I offered my own unit on our B.Sc course. Initially this was entitled ‘Philosophical Foundations of Modern Sociological Theory’. I had actually begun a Ph.D in Philosophy at Birkbeck College before switching to do one in Sociology at Bedford College, so felt I was well qualified to do this. Before it could be taught, both the title and an attached list of topics and reading lists had to be submitted to the appropriate Board of Studies of the University of London for approval. Because my unit included the word ‘philosophy’, my offerings were dispatched to the Board of Studies in Philosophy rather than Sociology. The Chair of this Board was David Wiggins (ex-Oxford and then at Bedford College of London University); and he responded by stating that my topics and readings were far too complex for undergraduates in medicine to cope with. In particular, he cited the later work of Wittgenstein. My response which proved effective, was simply to change ‘Philosophical Foundations’ to ‘Conceptual Foundations’ and to submit this revised version to the Board of Studies in Sociology.

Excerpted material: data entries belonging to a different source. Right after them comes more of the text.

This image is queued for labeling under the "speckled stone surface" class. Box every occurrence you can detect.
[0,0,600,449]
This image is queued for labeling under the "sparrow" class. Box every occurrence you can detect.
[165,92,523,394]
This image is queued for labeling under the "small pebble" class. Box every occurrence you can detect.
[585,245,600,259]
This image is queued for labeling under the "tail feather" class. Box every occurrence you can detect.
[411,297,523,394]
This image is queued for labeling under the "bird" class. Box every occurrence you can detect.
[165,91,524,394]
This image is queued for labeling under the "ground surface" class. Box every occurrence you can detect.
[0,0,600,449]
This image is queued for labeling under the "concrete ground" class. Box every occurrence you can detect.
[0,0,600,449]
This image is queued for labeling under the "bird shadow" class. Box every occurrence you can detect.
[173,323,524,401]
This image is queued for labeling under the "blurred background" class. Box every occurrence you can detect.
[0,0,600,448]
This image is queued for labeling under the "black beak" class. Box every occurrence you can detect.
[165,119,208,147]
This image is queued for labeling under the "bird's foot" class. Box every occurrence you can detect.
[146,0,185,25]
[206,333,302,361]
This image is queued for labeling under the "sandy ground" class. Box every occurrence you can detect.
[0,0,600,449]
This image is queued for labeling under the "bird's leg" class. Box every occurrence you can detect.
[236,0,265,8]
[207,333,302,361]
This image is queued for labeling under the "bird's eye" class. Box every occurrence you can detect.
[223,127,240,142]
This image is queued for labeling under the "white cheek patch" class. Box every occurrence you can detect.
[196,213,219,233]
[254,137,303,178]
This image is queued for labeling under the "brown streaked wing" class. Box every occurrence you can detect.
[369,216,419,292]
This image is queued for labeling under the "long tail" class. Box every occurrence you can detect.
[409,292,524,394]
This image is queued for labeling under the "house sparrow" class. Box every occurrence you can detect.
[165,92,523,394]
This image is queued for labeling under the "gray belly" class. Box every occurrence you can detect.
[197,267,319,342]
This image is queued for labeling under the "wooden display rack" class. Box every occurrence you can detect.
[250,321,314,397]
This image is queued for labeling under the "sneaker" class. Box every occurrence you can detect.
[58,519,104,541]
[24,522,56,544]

The point of this anecdote is a different one and has two parts to it. The first is that Wiggins was totally wrong in presuming this select band of medical students couldn’t cope with the philosophical issues I planned to embrace. They were exceptional, extremely bright and very highly motivated. One example: as preparation for one seminar I asked one student to read and summarise two chapters of the (then) newly published ‘Realist Theory of Science’ by Roy Bhaskar. Bhaskar is known for his dense and difficult writing style. This student read the entire book and offered a lucid summary of its contents in the seminar. Nor was this student exceptional. Each annual intake was of a very high standard.
My second point is more pointed. Wiggins had clearly been put off not only by the putative difficulty of thinking one’s way through Philosophical Investigations and On Certainty whilst a medical student; he also baulked at a topic and reading list that covered many of the continental philosophers and theorists beginning to be introduced in sociology but considered beyond the pale in Oxbridge Anglo-Saxon philosophy.
But what struck me above all else was the presumption that Wittgenstein’s writings should rightly and properly be seen as ‘too difficult’ and beyond the reach of my students. Wittgenstein, at least in his later incarnation, would I think have been appalled at this attitude, at the notion that only the likes of (Oxbridge-trained) professional philosophers should be defined as competent to ‘do philosophy’. Sayers’ narrative reminded me of this idea of philosophy as a protected esoteric enclave, an exclusive club with an appropriately vetted membership.
Fortunately, thanks to the activism of Sean Sayers and many others, we have moved on from those days, if not always at pace. And there’s still a way to go!